Aung Hla v. Emperor, AIR 1931 Rang 235: ILR 9 Rang 494 (Special Bench)

(Page C.J., Mya Bund, Baguley JJ.)

(Judgment by Page C.J.)

In this case, 103 persons in all were charged under section 131, Indian Penal Code (waging war against the King). Of these, 15 were sentenced to death 56 to transportation for life, 5 discharged, 24 acquitted and there were found to have absconded. Persons sentenced to death or transportation for life appealed to the High Court, and the High Court also served notices against 23 of the accused for enhancement of their sentence of transportation to death. Ultimately, the High Court confirmed the conviction of several persons, and enhanced the sentences of 3 persons.

It stressed the gravity of the offence under section 121 describing it as the most grievous offence that can be committed against the State, and said, that rebels who waged war were guilty of the most heinous of all crimes. The judgment also contained a lengthy discussion of the meaning of section 30, Evidence Act. (Waging war in this case was constituted by deliberate attack on the armed forces, to prevent collection of taxes).

Case No. 44

Gul v. Emperor, AIR 1932 Lah 483

(Agha Haidra J.)

This was a case of rape of a young girl, discussed here to show the unusual circumstances in which it was committed. The girl aged 16 or 17 years had gone to the hills for cutting grass with her sister and other young children at about "rotiwela" (between 10 and 11 in the morning) M and A (accused) met them. Both were armed with a gun, and M also carried a big dagger. They got hold of the girl and dragged her to the hills. On her offering resistance, M struck her several times with the buttend and of the gun. The accompanying three children could offer no resistance and returned to the village. Before help could come, the girl had already been raped by M (apparently, twice). She was alleged to have been raped by A also.

The trying Magistrate (empowered under section 30 Criminal Procedure Code) had sentenced both M and A to three years' rigorous imprisonment under section 366, and as regards the offence under section 376 Indian Penal Code M was sentenced to three years' and A to one year's rigorous imprisonment. The sentences were to run consecutively.

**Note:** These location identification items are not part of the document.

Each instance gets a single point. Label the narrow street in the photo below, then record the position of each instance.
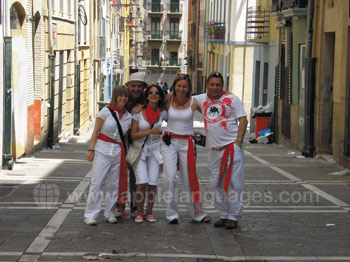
(294, 211)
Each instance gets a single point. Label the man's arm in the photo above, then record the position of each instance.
(242, 127)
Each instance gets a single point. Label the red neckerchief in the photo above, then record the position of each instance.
(116, 108)
(180, 103)
(123, 171)
(223, 93)
(151, 115)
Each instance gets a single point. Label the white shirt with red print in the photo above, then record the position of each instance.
(221, 118)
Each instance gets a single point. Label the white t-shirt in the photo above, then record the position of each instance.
(220, 118)
(154, 141)
(144, 126)
(110, 129)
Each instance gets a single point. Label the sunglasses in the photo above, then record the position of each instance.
(153, 93)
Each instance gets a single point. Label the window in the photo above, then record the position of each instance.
(174, 6)
(155, 6)
(173, 59)
(174, 28)
(155, 28)
(155, 57)
(16, 17)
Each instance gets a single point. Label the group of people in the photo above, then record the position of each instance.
(142, 109)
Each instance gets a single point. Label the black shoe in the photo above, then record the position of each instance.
(220, 223)
(174, 221)
(231, 224)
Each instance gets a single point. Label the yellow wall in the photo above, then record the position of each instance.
(332, 20)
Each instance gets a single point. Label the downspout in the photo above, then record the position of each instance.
(308, 149)
(77, 73)
(7, 133)
(228, 44)
(52, 79)
(244, 54)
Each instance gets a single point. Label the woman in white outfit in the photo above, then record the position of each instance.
(178, 151)
(109, 170)
(147, 125)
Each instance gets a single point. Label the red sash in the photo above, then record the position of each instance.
(192, 173)
(123, 171)
(229, 150)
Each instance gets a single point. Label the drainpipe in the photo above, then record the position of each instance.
(77, 74)
(52, 79)
(7, 132)
(228, 44)
(308, 149)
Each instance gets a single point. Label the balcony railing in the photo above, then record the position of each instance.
(155, 35)
(279, 5)
(155, 60)
(258, 24)
(155, 7)
(215, 31)
(173, 35)
(174, 8)
(173, 61)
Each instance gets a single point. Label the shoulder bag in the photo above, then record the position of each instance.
(134, 153)
(119, 127)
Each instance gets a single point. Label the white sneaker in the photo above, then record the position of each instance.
(151, 218)
(112, 220)
(90, 221)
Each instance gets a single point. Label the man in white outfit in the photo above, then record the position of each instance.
(225, 123)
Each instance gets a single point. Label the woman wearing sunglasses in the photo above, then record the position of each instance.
(107, 152)
(147, 125)
(178, 151)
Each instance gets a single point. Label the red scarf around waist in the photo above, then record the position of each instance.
(229, 151)
(152, 115)
(116, 108)
(123, 170)
(192, 173)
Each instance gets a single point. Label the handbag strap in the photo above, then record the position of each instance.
(144, 142)
(119, 127)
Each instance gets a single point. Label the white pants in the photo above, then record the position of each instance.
(232, 206)
(171, 154)
(147, 171)
(105, 178)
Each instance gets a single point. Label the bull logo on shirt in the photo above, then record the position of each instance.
(214, 112)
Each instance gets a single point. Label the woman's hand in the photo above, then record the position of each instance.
(90, 156)
(155, 131)
(136, 109)
(197, 133)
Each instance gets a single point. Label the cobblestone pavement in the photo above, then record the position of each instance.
(294, 211)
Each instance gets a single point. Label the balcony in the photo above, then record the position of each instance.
(155, 36)
(258, 24)
(173, 36)
(155, 9)
(289, 8)
(174, 10)
(155, 61)
(215, 32)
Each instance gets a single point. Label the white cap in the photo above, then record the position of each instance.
(138, 76)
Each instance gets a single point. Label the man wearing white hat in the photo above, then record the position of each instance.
(136, 84)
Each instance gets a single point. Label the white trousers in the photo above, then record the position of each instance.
(171, 154)
(232, 206)
(147, 171)
(105, 179)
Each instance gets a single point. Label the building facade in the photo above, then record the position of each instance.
(226, 50)
(261, 30)
(331, 95)
(164, 49)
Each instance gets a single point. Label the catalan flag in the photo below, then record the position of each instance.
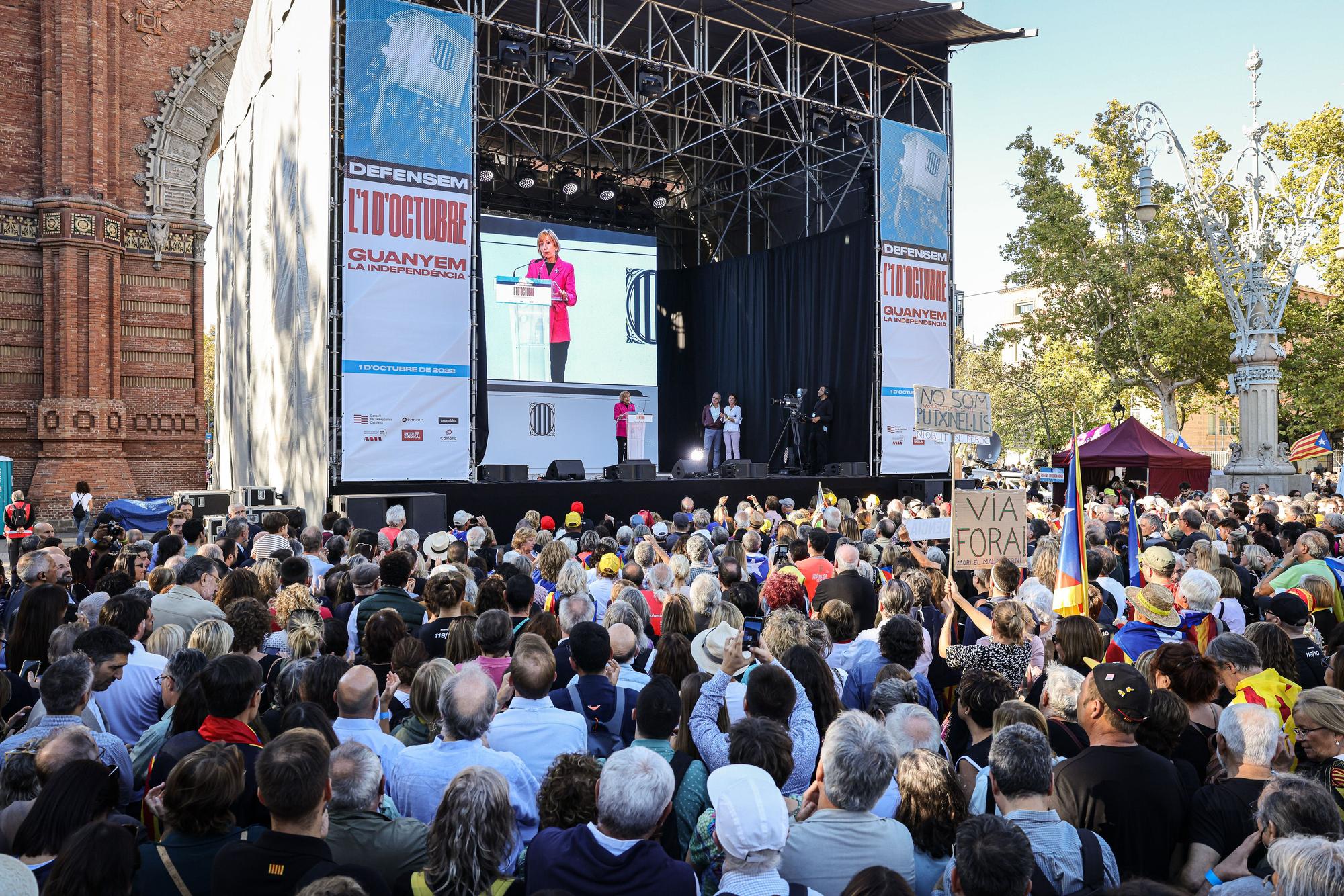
(1311, 445)
(1072, 580)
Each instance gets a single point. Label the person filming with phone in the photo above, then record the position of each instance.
(772, 692)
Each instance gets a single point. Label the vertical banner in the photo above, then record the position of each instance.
(915, 289)
(407, 259)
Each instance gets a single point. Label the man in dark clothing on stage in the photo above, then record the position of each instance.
(819, 440)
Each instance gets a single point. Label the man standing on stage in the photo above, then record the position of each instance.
(819, 440)
(712, 418)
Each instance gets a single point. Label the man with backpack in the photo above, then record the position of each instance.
(657, 719)
(1069, 860)
(18, 526)
(610, 710)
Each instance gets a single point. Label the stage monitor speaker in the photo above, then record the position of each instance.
(205, 503)
(256, 514)
(427, 512)
(630, 472)
(257, 495)
(846, 468)
(502, 474)
(565, 471)
(686, 469)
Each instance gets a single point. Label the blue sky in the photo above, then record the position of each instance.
(1186, 57)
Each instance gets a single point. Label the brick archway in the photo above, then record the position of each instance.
(103, 241)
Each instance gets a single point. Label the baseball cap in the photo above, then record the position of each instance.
(436, 546)
(1292, 607)
(1157, 604)
(1158, 558)
(1124, 690)
(365, 576)
(749, 812)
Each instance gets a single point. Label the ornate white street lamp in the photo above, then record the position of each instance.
(1256, 272)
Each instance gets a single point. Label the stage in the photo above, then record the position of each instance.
(506, 503)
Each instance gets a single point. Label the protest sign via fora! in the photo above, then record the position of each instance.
(989, 526)
(963, 413)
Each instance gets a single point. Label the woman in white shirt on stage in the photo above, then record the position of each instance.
(733, 429)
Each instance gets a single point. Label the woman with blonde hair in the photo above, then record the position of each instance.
(421, 725)
(167, 640)
(295, 597)
(564, 296)
(213, 637)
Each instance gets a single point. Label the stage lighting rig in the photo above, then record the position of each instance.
(489, 169)
(525, 175)
(514, 50)
(608, 187)
(568, 182)
(651, 81)
(821, 126)
(561, 61)
(658, 195)
(749, 107)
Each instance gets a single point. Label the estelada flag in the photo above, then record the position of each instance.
(1072, 580)
(1311, 445)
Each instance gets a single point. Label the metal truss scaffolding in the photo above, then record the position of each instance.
(800, 163)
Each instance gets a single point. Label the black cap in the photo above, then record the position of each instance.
(1124, 690)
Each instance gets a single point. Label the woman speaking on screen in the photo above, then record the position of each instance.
(561, 273)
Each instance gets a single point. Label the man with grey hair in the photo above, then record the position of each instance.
(849, 588)
(1060, 706)
(573, 611)
(620, 854)
(1224, 815)
(1022, 780)
(420, 774)
(839, 835)
(357, 831)
(67, 688)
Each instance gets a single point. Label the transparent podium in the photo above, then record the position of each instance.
(635, 427)
(530, 303)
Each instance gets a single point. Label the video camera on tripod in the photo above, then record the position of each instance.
(792, 404)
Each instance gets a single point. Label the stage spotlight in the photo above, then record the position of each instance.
(561, 61)
(514, 52)
(651, 81)
(608, 187)
(525, 175)
(659, 195)
(821, 126)
(749, 107)
(487, 169)
(568, 182)
(853, 135)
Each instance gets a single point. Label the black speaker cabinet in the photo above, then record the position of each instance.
(565, 471)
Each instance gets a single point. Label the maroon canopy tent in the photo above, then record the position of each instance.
(1132, 445)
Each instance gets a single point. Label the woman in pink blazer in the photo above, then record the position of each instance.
(561, 273)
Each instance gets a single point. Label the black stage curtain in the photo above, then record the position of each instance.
(767, 324)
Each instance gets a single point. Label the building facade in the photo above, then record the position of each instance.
(110, 120)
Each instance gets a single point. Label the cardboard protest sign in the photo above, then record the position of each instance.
(948, 410)
(989, 526)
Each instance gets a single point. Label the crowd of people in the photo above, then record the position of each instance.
(756, 699)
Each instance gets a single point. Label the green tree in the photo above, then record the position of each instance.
(1123, 288)
(1033, 400)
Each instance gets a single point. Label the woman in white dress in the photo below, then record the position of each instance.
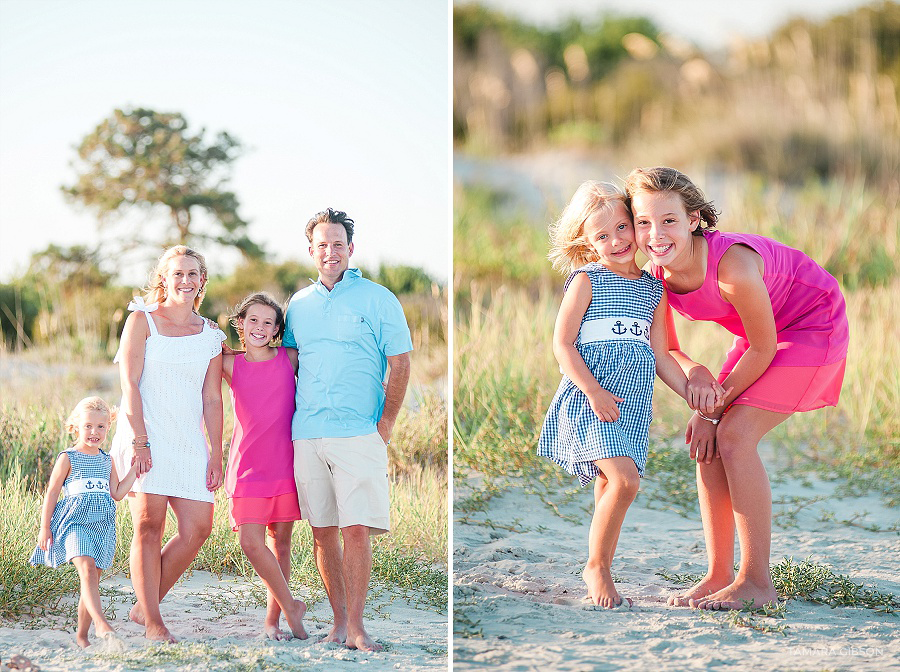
(170, 365)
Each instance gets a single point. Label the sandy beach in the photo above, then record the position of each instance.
(519, 599)
(219, 631)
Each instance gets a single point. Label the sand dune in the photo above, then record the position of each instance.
(519, 598)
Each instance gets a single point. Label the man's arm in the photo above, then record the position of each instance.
(398, 379)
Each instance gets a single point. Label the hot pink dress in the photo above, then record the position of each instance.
(259, 480)
(810, 319)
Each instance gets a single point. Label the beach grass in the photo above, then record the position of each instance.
(411, 561)
(505, 373)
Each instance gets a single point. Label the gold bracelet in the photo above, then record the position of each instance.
(715, 421)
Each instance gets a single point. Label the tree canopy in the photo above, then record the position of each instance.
(143, 159)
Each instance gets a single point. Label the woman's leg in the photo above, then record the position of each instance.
(611, 501)
(718, 532)
(253, 543)
(737, 442)
(90, 600)
(148, 513)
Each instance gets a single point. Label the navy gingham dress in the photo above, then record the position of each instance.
(573, 436)
(84, 523)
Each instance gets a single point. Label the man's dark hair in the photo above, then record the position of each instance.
(330, 216)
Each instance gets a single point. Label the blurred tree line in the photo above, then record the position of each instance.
(143, 160)
(65, 297)
(813, 100)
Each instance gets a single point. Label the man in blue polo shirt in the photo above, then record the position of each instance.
(349, 332)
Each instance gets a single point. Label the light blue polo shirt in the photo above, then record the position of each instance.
(343, 338)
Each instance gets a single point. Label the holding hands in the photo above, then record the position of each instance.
(705, 396)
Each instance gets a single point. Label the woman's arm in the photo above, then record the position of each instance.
(58, 476)
(227, 366)
(131, 366)
(118, 489)
(212, 417)
(568, 323)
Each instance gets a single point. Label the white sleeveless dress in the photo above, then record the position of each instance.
(171, 391)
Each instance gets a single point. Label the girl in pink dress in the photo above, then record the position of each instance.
(791, 335)
(259, 479)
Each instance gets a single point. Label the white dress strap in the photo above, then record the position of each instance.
(137, 305)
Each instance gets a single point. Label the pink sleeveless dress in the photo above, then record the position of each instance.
(259, 480)
(810, 319)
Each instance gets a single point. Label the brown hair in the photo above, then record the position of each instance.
(85, 405)
(569, 249)
(155, 291)
(662, 178)
(330, 216)
(258, 299)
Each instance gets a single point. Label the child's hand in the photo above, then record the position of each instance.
(700, 435)
(45, 538)
(603, 403)
(704, 393)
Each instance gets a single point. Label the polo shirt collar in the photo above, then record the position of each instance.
(350, 276)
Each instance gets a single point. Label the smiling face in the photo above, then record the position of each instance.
(92, 428)
(330, 252)
(663, 228)
(610, 233)
(259, 326)
(183, 279)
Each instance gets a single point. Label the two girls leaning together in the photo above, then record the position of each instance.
(614, 334)
(171, 367)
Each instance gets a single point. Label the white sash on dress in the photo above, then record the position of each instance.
(615, 328)
(81, 486)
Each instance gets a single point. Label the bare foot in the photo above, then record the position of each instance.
(17, 662)
(137, 614)
(111, 643)
(159, 634)
(707, 585)
(276, 633)
(601, 589)
(740, 593)
(361, 640)
(294, 617)
(338, 635)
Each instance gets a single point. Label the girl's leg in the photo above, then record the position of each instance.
(148, 513)
(278, 539)
(718, 532)
(90, 600)
(612, 500)
(253, 542)
(737, 441)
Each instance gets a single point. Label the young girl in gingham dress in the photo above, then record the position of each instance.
(610, 341)
(81, 527)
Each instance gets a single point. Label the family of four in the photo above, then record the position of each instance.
(313, 419)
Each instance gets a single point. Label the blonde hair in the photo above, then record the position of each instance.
(155, 291)
(85, 405)
(569, 249)
(662, 178)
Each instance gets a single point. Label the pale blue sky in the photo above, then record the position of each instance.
(342, 103)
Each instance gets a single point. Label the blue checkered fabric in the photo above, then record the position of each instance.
(82, 524)
(572, 435)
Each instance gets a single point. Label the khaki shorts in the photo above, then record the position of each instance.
(343, 482)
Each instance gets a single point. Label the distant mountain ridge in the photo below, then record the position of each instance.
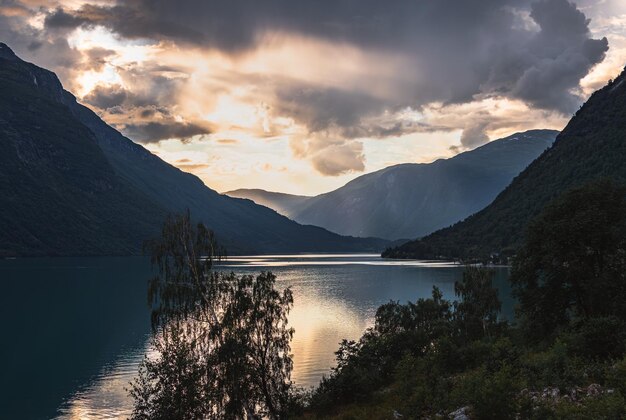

The High Court, while dismissing their appeal, enhanced the sentence of M under section 376 from three years' to five years, in view of the circumstances of the case and in view of the fact that the accused were armed with deadly weapons and by a show of brute force they overawed the children and ragged away the girl at the point of the gun, and committed rape. (A was acquitted of rape, as his part in relation to that offence was not very clear.).

Case No. 45

Nawab v. Emperor, AIR 1932 Lah 308

(Shadi Lal C.J. & Abdul Qadir J.)

(Judgment by Abdul Qadir J.)

This was a case of murder committed by youth of tender age, who was provoked by the conduct of the deceased in having sexual intercourse with a relative of the accused in an open manner three days before the murder. Case was recommended for exercise by the local Government of its prerogative of mercy.

(Age of the Youth was taken to be 15 or 16 years.).